I named my kids the day after I found them in the church mausoleum. My son is Ronovè, named after my human grandfather, Ron Dontavè Kieler. My daughter is Iramõn, named after my human parents, Irene and Ramõn Kieler. All of them long dead by now.

The twins' last names are Venick-Winchester. I didn't give them my last name because I wanted them to have some part of their mother. I gave them their first names and they have their mother's last name.

I finally get what I wanted but I lose the first person I ever experienced real love with. I've kinda accepted that she is no longer with us, but I am always bothered by this one detail from that day.

After Sam and Dean talked to outside we walked back into the mausoleum to get Baby's body to bury her. All the blood was still on the stone floor, and so was the weird dagger she had next to her. The only thing missing was her body. It just vanished. There was no one around so it would be impossible for someone to have snuck into there and carried her out without at least one of us noticing.

We all searched, even the old man named Bobby and the woman that Baby would always call, Ellen, searched to see if any Jane Does popped up in the general area but we never found anything.
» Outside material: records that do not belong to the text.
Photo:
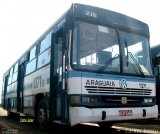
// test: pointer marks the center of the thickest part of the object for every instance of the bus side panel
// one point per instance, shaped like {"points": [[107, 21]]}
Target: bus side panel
{"points": [[11, 97], [35, 83]]}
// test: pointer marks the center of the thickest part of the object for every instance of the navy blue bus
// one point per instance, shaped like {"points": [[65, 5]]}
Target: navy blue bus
{"points": [[91, 65]]}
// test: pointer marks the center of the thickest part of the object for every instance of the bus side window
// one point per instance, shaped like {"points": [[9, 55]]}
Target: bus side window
{"points": [[31, 65], [45, 51]]}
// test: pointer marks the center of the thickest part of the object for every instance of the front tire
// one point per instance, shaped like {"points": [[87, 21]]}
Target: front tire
{"points": [[107, 125]]}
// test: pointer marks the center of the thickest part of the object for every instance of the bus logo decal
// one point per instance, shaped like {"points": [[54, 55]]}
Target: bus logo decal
{"points": [[123, 84]]}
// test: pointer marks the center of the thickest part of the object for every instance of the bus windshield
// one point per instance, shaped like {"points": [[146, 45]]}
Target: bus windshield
{"points": [[96, 48]]}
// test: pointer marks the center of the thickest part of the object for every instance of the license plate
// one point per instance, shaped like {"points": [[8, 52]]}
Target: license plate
{"points": [[125, 112]]}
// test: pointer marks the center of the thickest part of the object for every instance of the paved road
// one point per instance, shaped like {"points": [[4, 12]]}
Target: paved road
{"points": [[16, 126]]}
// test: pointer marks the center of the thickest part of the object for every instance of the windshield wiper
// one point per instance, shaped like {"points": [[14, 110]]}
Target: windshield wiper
{"points": [[137, 64], [107, 63]]}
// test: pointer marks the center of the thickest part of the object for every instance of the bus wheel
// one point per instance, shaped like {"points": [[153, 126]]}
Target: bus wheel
{"points": [[107, 125], [42, 114]]}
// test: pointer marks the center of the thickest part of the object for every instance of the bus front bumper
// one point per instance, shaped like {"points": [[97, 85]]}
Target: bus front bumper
{"points": [[83, 115]]}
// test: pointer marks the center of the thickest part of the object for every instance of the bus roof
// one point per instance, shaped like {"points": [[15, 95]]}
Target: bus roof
{"points": [[104, 16]]}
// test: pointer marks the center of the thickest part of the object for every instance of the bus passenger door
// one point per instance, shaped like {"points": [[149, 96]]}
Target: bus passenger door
{"points": [[21, 74], [57, 104]]}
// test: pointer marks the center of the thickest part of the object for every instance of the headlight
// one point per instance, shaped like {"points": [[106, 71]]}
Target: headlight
{"points": [[89, 99], [146, 100], [75, 99]]}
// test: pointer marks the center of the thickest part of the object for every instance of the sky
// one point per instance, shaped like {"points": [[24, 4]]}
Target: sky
{"points": [[22, 22]]}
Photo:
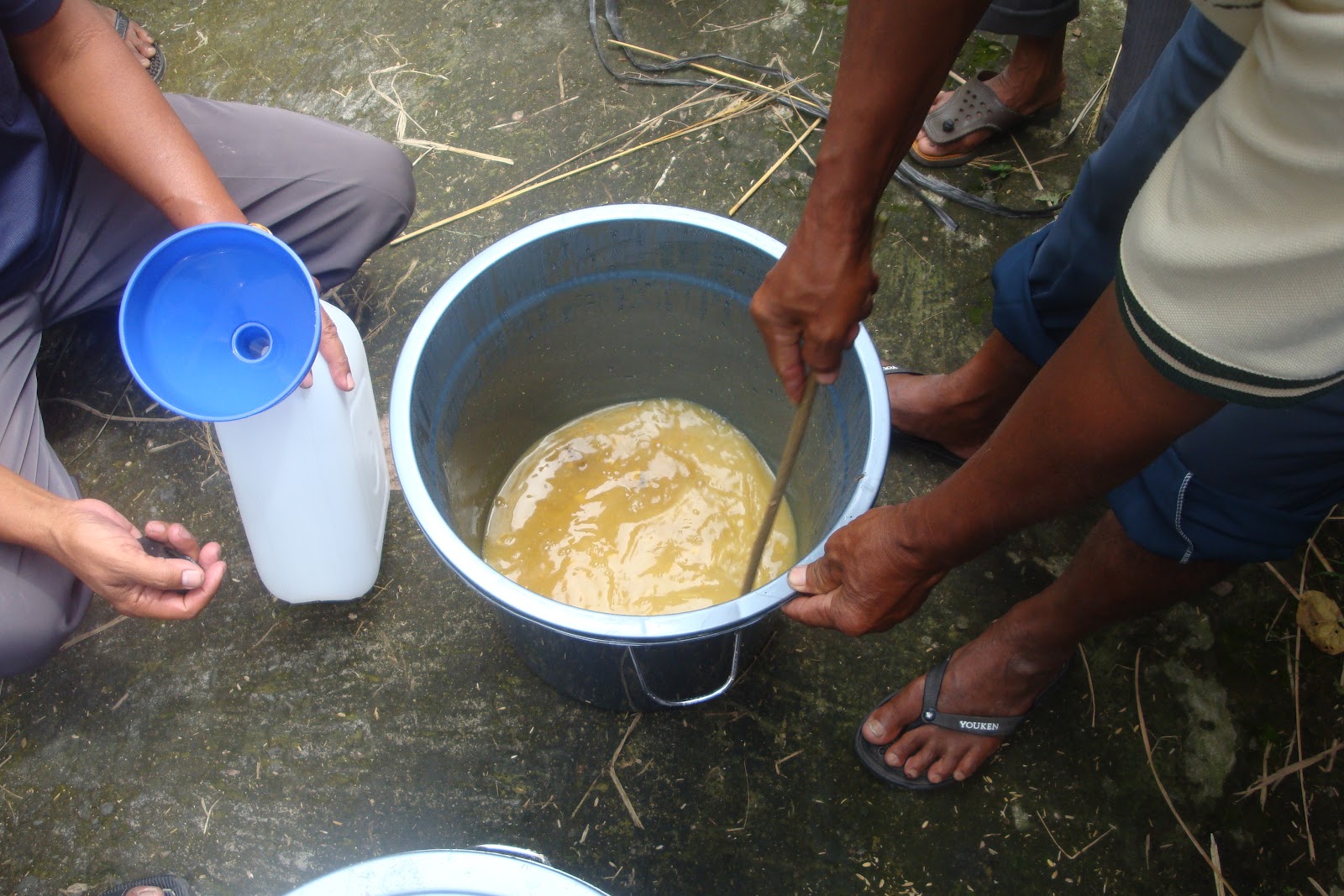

We never found a body to bury.

I would have never guessed this would be my life. It's so fucked up. I used to think, back when I was still human, that my life would the boring countryside life. That if find a lady, have some kids, and die young on a farm. But here I am. A fucking demon. 227 years old and I just had my first kids a few months ago with the only woman I ever loved in the afterlife.

Also, the Devil himself, Lucifer, was set free from Hell back in May right before my children turned a month old. I now have to keep them safe in a world where the Devil roams free.

And you would think that being a demon, I should be happy that Lucifer is freed. But no, he's just another thing on my list of worries. I hate being a demon. Also demons are the nemesis of angels. Any angel that comes near me would want to kill me. Same thing with the demons since they also hate me. Plus there is the hunters I have to look out for. I'm basically on my own.

But I guess the best I can do is just focus on the present, focus on keeping my son and daughter safe.